The spat with the lenders is likely to complicate STC's plan to sell the non-performing Axis business to its rival PT XL Axiata. The company requires approval from the creditor banks to complete the transaction.
"On the one hand, you have a big exposure that you cannot let go and on the other side, you have to be careful of your business relationships in the kingdom," said a Dubai-based banker to Reuters.
STC has already revealed that it is in negotiations to sell its stake in Axis Telekom that it bought in 2007 because of its poor financial performance.
"This negative impact from some of the international operations is not expected to continue as STC investments in Asia had been written down to its fair value, and currently we are looking into rationalisation of STC international portfolio," said Abdulaziz Al Sugair, managing director and chairman of STC Group.
However, sources say that STC and Axiata are yet to agree on the valuation for Axis.

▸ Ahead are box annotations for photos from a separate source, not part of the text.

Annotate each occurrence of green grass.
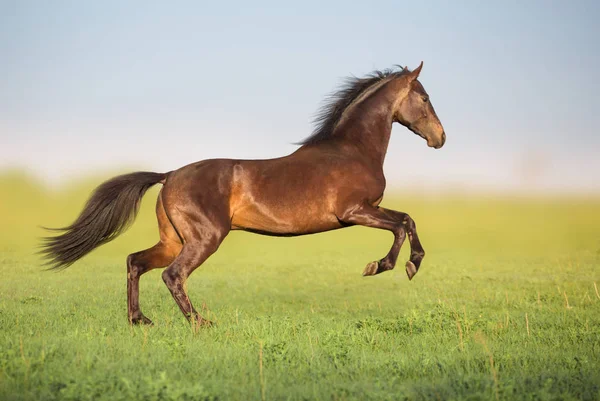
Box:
[0,170,600,400]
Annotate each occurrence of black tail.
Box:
[40,172,166,269]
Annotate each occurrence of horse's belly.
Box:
[231,204,342,236]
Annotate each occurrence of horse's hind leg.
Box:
[127,194,182,324]
[162,205,231,326]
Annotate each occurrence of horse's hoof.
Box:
[363,262,379,276]
[191,316,215,329]
[406,260,417,280]
[131,315,154,326]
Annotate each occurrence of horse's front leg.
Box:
[340,204,425,279]
[379,207,425,279]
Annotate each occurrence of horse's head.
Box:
[394,62,446,149]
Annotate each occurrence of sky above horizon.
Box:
[0,0,600,192]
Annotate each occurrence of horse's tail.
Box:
[40,172,167,269]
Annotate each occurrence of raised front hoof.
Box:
[406,260,417,280]
[363,262,379,276]
[129,315,154,326]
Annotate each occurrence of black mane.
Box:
[298,66,408,145]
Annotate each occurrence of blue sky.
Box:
[0,0,600,192]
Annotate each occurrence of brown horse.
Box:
[42,63,446,324]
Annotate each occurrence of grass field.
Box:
[0,170,600,400]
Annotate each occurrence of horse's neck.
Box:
[334,88,395,167]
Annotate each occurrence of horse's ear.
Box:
[408,61,423,82]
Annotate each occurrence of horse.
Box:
[41,62,446,326]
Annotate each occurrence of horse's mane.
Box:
[298,66,408,145]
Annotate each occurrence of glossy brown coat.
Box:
[44,63,446,324]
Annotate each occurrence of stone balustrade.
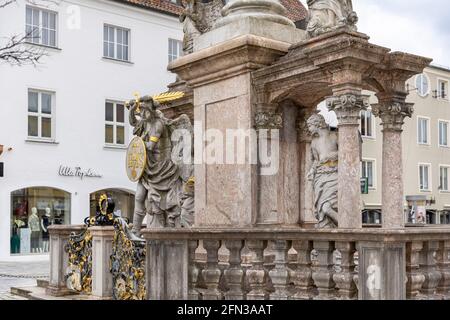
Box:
[143,228,450,300]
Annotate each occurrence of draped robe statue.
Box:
[307,114,338,229]
[306,0,358,37]
[129,97,194,237]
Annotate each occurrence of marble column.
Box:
[89,227,114,299]
[372,98,413,229]
[327,94,368,229]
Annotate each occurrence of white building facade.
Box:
[0,0,183,261]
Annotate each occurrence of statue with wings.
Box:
[127,93,194,237]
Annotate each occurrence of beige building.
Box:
[361,66,450,224]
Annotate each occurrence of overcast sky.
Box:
[301,0,450,67]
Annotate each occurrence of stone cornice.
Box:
[168,35,290,88]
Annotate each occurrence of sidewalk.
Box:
[0,261,50,300]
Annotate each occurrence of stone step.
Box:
[36,279,49,289]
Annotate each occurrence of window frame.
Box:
[418,162,433,193]
[436,77,450,102]
[25,4,59,49]
[102,22,132,63]
[438,119,450,148]
[414,72,431,98]
[439,164,450,193]
[359,108,376,140]
[360,158,377,190]
[103,99,128,148]
[417,115,431,146]
[27,88,56,142]
[167,38,183,63]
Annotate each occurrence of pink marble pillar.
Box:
[373,99,413,229]
[327,94,368,229]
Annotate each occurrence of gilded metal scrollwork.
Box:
[65,229,92,294]
[110,218,146,300]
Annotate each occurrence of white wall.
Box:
[0,0,182,260]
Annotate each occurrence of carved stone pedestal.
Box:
[358,242,406,300]
[89,227,114,300]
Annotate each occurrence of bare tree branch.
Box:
[0,0,60,66]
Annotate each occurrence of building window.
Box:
[437,80,448,99]
[416,73,430,97]
[28,90,54,140]
[439,166,450,192]
[439,120,449,147]
[25,6,57,47]
[360,110,374,138]
[361,160,375,188]
[105,101,125,146]
[419,164,431,192]
[440,211,450,224]
[103,24,130,61]
[363,210,381,225]
[11,187,70,255]
[169,39,183,63]
[417,117,430,144]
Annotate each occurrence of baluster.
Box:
[406,241,425,300]
[333,242,357,300]
[292,241,314,300]
[202,240,222,300]
[188,240,200,300]
[246,240,269,300]
[420,241,441,300]
[269,240,292,300]
[436,241,450,300]
[224,240,245,300]
[312,241,336,300]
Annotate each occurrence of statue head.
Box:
[306,113,328,135]
[140,96,161,120]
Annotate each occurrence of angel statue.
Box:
[306,0,358,37]
[127,96,194,240]
[307,114,338,229]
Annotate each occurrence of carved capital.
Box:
[296,109,316,142]
[372,101,414,131]
[327,94,369,126]
[255,112,283,130]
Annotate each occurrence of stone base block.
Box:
[194,17,306,51]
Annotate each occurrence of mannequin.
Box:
[28,207,41,253]
[41,208,52,252]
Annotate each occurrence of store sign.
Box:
[58,166,102,180]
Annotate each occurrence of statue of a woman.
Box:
[307,114,339,229]
[306,0,358,37]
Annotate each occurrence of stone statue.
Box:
[180,0,225,54]
[307,114,338,229]
[306,0,358,37]
[129,96,194,237]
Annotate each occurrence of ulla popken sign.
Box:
[58,166,102,180]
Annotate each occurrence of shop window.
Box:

STC is looking to generate between $800m and $1bn from the sales, while Axiata wants to buy the STC arm for $500m to $600m.
According to Reuter's unnamed sources, China Development Bank has about $350m exposure to the Axis loan while HSBC and Deutsche have around $250m each. Other banks involved in the loan include Citigroup that has an exposure less than $100m.
The loan includes a $450m sharia-compliant murabaha facility arranged by Deutsche Bank and HSBC and is underwritten by Deutsche Bank and HSBC's Saudi affiliate. A murabaha is a cost-plus-profit arrangement under Islamic banking.
The tussle began at the point when STC's new management asked the banks to restructure the loans three months ago.
Amid rising tensions, STC's CEO and heads of its international and domestic operations stepped down from the company.
The banks resisted the call as even a 10% trimming could result in losses of about $25m each for both HSBC and Deutsche. The amount almost equals the fees that the banks generated in the Middle East region in the first half.
Deutsche earned about $27.4m in fees from Middle East in the first half, followed by HSBC with $24.4m, according Thomson Reuters data.
Under the terms of the loan agreement, the banks can pursue legal options outside Saudi Arabia if necessary.